All patients received either fully matched or single allele mismatched related or unrelated grafts based on typing of human leukocyte antigen (HLA) A, B, C, and DR (Table 2). Marrow was the stem cell source in all patients except 4, who received either cord blood or peripheral blood stem cell grafts. Graft characteristics in the MAC and RIC groups are shown in Table 2. Neutrophil engraftment was considered to be the day the neutrophil count reached 0.5 × 10⁶/L. Engraftment studies were done using either XY fluorescence in situ hybridization (FISH), in the case of sex mismatched donor, or variable number of tandem repeat (VNTR) analysis in the case of same sex donor. Mixed chimerism is defined in this study as having 5% or more host-derived cells in the whole blood on more than one occasion.
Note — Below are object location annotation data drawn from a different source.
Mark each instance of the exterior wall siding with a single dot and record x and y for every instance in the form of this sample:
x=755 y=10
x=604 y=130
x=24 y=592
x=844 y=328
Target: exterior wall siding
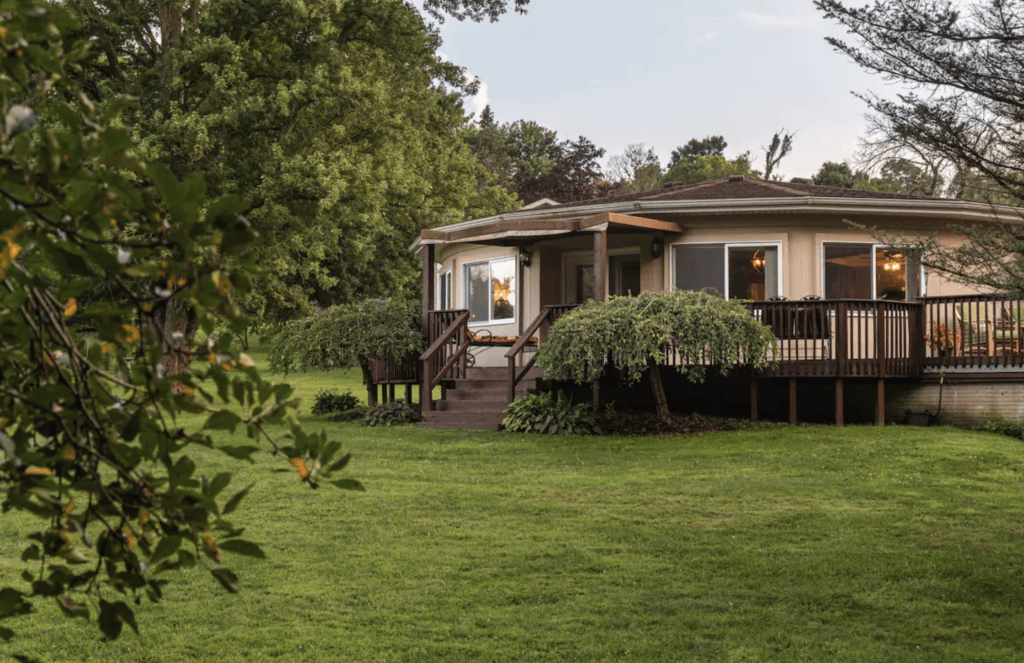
x=963 y=404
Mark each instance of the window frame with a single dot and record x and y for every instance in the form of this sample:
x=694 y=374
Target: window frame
x=491 y=289
x=725 y=259
x=922 y=278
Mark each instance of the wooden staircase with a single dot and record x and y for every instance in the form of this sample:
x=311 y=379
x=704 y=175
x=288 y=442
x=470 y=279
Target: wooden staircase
x=475 y=402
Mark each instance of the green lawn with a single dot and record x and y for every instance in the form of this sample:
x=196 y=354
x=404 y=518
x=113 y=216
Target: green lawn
x=786 y=544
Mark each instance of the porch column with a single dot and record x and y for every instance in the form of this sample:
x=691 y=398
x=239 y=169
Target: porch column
x=839 y=402
x=426 y=402
x=880 y=405
x=600 y=286
x=600 y=263
x=429 y=280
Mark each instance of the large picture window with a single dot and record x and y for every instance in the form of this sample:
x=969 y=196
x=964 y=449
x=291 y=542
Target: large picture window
x=491 y=291
x=734 y=271
x=868 y=272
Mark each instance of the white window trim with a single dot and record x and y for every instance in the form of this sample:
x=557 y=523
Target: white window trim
x=725 y=261
x=922 y=280
x=491 y=293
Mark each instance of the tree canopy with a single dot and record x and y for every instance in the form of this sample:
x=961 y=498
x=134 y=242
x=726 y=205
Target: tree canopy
x=964 y=65
x=707 y=147
x=337 y=123
x=701 y=168
x=92 y=440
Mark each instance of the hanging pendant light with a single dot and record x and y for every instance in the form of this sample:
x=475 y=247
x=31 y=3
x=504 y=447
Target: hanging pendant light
x=758 y=261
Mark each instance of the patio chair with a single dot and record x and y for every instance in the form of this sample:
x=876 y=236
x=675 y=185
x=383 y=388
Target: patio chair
x=976 y=330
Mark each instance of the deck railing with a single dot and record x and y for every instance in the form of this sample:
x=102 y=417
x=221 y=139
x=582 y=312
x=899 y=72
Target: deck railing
x=549 y=316
x=444 y=359
x=844 y=337
x=973 y=332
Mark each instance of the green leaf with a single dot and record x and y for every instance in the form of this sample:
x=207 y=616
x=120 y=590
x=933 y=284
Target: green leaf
x=233 y=502
x=227 y=579
x=242 y=547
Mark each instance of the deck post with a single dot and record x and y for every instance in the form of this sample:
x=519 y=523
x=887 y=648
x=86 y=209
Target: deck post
x=880 y=405
x=600 y=287
x=839 y=402
x=793 y=401
x=428 y=288
x=754 y=399
x=426 y=399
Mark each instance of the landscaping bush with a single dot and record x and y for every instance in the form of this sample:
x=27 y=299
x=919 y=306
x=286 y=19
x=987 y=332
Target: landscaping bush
x=395 y=413
x=550 y=416
x=329 y=401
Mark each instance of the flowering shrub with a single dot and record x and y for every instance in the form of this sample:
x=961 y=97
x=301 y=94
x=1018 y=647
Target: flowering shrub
x=330 y=401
Acute and chronic GVHD were assessed by standardized published criteria.^19,20  If GVHD occurred after donor lymphocyte infusion, it was considered acute DLI-associated GVHD regardless of the timing in relationship to the original transplant. Patients who received donor lymphocyte infusion received doses based on number of CD3⁺ lymphocytes per kilogram of recipient weight (CD3⁺ percent determined by flow cytometry), and were not receiving immunosuppressive therapy when administered.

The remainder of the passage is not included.